Bioinformatics. 2012 Oct 1;28(19):2493-501. doi: 10.1093/bioinformatics/bts470. Epub 2012 Jul 26.
It has long been intriguing scientists to effectively compare different microbial communities (also referred as 'metagenomic samples' here) in a large scale: given a set of unknown samples, find similar metagenomic samples from a large repository and examine how similar these samples are. With the current metagenomic samples accumulated, it is possible to build a database of metagenomic samples of interests. Any metagenomic samples could then be searched against this database to find the most similar metagenomic sample(s). However, on one hand, current databases with a large number of metagenomic samples mostly serve as data repositories that offer few functionalities for analysis; and on the other hand, methods to measure the similarity of metagenomic data work well only for small set of samples by pairwise comparison. It is not yet clear, how to efficiently search for metagenomic samples against a large metagenomic database.

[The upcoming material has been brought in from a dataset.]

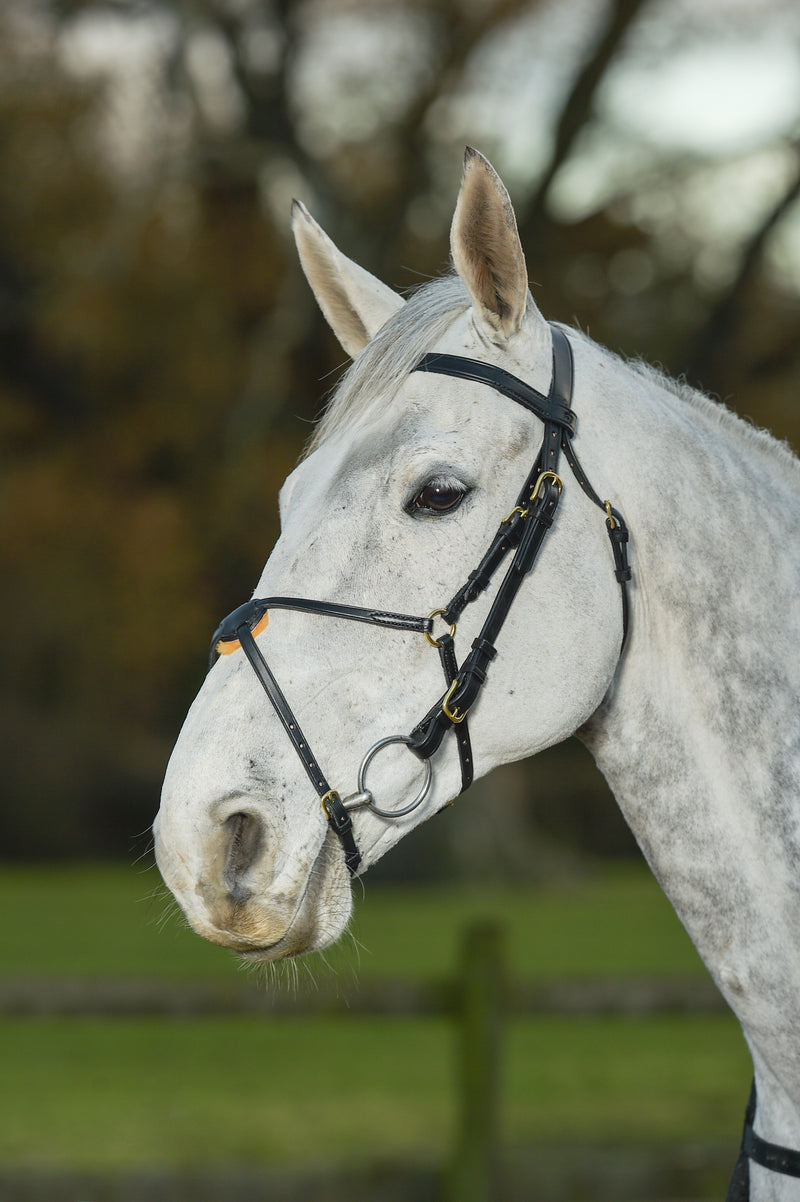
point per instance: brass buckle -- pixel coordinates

In this study, we have proposed a novel method, Meta-Storms, that could systematically and efficiently organize and search metagenomic data. It includes the following components: (i) creating a database of metagenomic samples based on their taxonomical annotations, (ii) efficient indexing of samples in the database based on a hierarchical taxonomy indexing strategy, (iii) searching for a metagenomic sample against the database by a fast scoring function based on quantitative phylogeny and (iv) managing database by index export, index import, data insertion, data deletion and database merging. We have collected more than 1300 metagenomic data from the public domain and in-house facilities, and tested the Meta-Storms method on these datasets. Our experimental results show that Meta-Storms is capable of database creation and effective searching for a large number of metagenomic samples, and it could achieve similar accuracies compared with the current popular significance testing-based methods.
Meta-Storms method would serve as a suitable database management and search system to quickly identify similar metagenomic samples from a large pool of samples.
Supplementary data are available at Bioinformatics online.
长期以来,科学家们一直对在大规模范围内有效地比较不同的微生物群落(这里也称为“宏基因组样本”)很感兴趣:给定一组未知的样本,从大型存储库中找到相似的宏基因组样本,并检查这些样本的相似程度。随着当前宏基因组样本的积累,可以构建一个感兴趣的宏基因组样本数据库。任何宏基因组样本都可以针对该数据库进行搜索,以找到最相似的宏基因组样本。然而,一方面,当前具有大量宏基因组样本的数据库主要作为数据存储库,提供的分析功能很少;另一方面,用于测量宏基因组数据相似性的方法仅在通过两两比较对小样本集时效果很好。目前尚不清楚如何有效地针对大型宏基因组数据库搜索宏基因组样本。
在这项研究中,我们提出了一种新的方法 Meta-Storms,它可以系统地和有效地组织和搜索宏基因组数据。它包括以下几个部分:(i)基于分类注释创建宏基因组样本数据库,(ii)基于层次分类索引策略对数据库中的样本进行高效索引,(iii)通过基于定量系统发育的快速评分函数搜索数据库中的宏基因组样本,以及(iv)通过索引导出、索引导入、数据插入、数据删除和数据库合并来管理数据库。我们从公共领域和内部设施收集了超过 1300 个宏基因组数据,并在这些数据集上测试了 Meta-Storms 方法。我们的实验结果表明,Meta-Storms 方法能够创建数据库并有效地搜索大量宏基因组样本,并且与当前流行的基于显著性检验的方法相比,它可以达到类似的准确性。
Meta-Storms 方法将作为一个合适的数据库管理和搜索系统,用于从大量样本中快速识别相似的宏基因组样本。
补充数据可在《生物信息学》在线获取。